In GHC- Why is the lazy version of this small program so much faster than the loop based variant?

jamshidh Published at Dev

jamshidh

These two programs do the same thing, but one runs 10x faster.

This takes approx. 10 seconds on my machine:

import Control.Monad
import qualified Data.ByteString as B
import qualified Data.ByteString.Lazy as BL

theValueOne=B.singleton 1

main = replicateM_ 100000000 $ B.putStr theValueOne

The second version uses output-lazy IO. It is done in about 1 second (as fast as c):

import qualified Data.ByteString.Lazy as BL

main = BL.putStr $ BL.pack $ replicate 100000000 1

Question: Why is the non-lazy version so slow? More importantly, how can I make it fast? (I've tried recursion, forM, modifying the output buffer using hSetBuffering... Nothing has made a difference)

Note- This is more than just an academic question. The non-lazy version is an extremely simplified version of an executable my company uses in production, which is also slow in the same way. It would be nearly impossible to re-architect the larger program around the analogous lazy solution.

K. A. Buhr

Updated: Added possible source of problem and a solution.
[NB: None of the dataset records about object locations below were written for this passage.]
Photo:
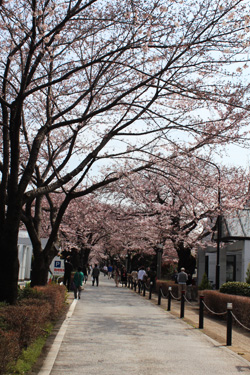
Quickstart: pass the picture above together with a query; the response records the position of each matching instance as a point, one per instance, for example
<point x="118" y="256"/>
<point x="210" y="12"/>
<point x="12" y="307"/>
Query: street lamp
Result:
<point x="217" y="272"/>
<point x="159" y="249"/>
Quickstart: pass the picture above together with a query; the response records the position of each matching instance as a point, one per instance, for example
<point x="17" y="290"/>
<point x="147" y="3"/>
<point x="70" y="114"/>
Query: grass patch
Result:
<point x="30" y="355"/>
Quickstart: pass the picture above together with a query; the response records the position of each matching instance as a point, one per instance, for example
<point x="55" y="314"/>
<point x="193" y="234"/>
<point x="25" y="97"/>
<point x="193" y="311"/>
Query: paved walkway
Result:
<point x="114" y="331"/>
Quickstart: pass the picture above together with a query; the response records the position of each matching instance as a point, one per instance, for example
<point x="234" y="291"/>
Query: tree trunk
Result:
<point x="186" y="259"/>
<point x="9" y="265"/>
<point x="40" y="264"/>
<point x="40" y="269"/>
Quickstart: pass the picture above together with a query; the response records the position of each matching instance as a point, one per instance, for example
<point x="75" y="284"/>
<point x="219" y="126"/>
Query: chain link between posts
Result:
<point x="241" y="324"/>
<point x="213" y="312"/>
<point x="190" y="303"/>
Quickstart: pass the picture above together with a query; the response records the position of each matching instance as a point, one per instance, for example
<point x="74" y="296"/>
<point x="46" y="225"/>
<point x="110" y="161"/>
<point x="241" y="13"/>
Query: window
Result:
<point x="231" y="268"/>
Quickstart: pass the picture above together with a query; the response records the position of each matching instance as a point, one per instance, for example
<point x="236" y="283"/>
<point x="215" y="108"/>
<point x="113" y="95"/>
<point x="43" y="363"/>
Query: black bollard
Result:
<point x="159" y="296"/>
<point x="201" y="313"/>
<point x="169" y="298"/>
<point x="229" y="324"/>
<point x="182" y="303"/>
<point x="150" y="290"/>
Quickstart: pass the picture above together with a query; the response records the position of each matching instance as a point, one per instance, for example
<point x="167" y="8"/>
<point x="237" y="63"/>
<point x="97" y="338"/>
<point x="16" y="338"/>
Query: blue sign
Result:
<point x="57" y="264"/>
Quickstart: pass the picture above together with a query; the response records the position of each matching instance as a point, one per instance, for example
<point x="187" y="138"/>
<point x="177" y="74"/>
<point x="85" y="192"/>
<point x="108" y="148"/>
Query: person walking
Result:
<point x="110" y="271"/>
<point x="95" y="275"/>
<point x="85" y="272"/>
<point x="117" y="276"/>
<point x="77" y="283"/>
<point x="182" y="281"/>
<point x="68" y="268"/>
<point x="141" y="277"/>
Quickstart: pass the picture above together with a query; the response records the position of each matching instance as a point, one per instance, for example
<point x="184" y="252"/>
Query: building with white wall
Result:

I don't think it has anything to do with lazy I/O. If you rewrite the strict I/O version to write two bytes at once:

theValueOne = B.singleton 1
main = replicateM_ 50000000 $ B.putStr (theValueOne <> theValueOne)
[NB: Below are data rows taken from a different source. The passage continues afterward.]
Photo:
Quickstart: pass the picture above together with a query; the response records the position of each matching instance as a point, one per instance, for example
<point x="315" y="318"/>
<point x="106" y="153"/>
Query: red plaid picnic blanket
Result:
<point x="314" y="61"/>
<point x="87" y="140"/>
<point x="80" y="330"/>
that halves the time. Write ten bytes at once:

theValueOne = B.singleton 1
main = replicateM_ 10000000 $ B.putStr (foldMap id (replicate 10 theValueOne))

and it's already faster than the lazy I/O version.

The issue is that there's a bit of overhead in a B.hPutStr call, much more than the overhead of a C fwrite call, and it's just not a particularly efficient way to write a single byte.

A good chunk of the overhead comes from the fact that Haskell I/O buffers have immutable metadata. Even though the buffer content itself is mutable, the pointers to valid data within the buffer are immutable, and so writing a single byte requires a heap allocation of a new GHC.IO.Buffer.Buffer structure which GHC can't optimize away

One solution is to use a hand-crafted buffering structure with a mutable pointer. The following works, and it's about twice as fast as the lazy I/O version in the original question.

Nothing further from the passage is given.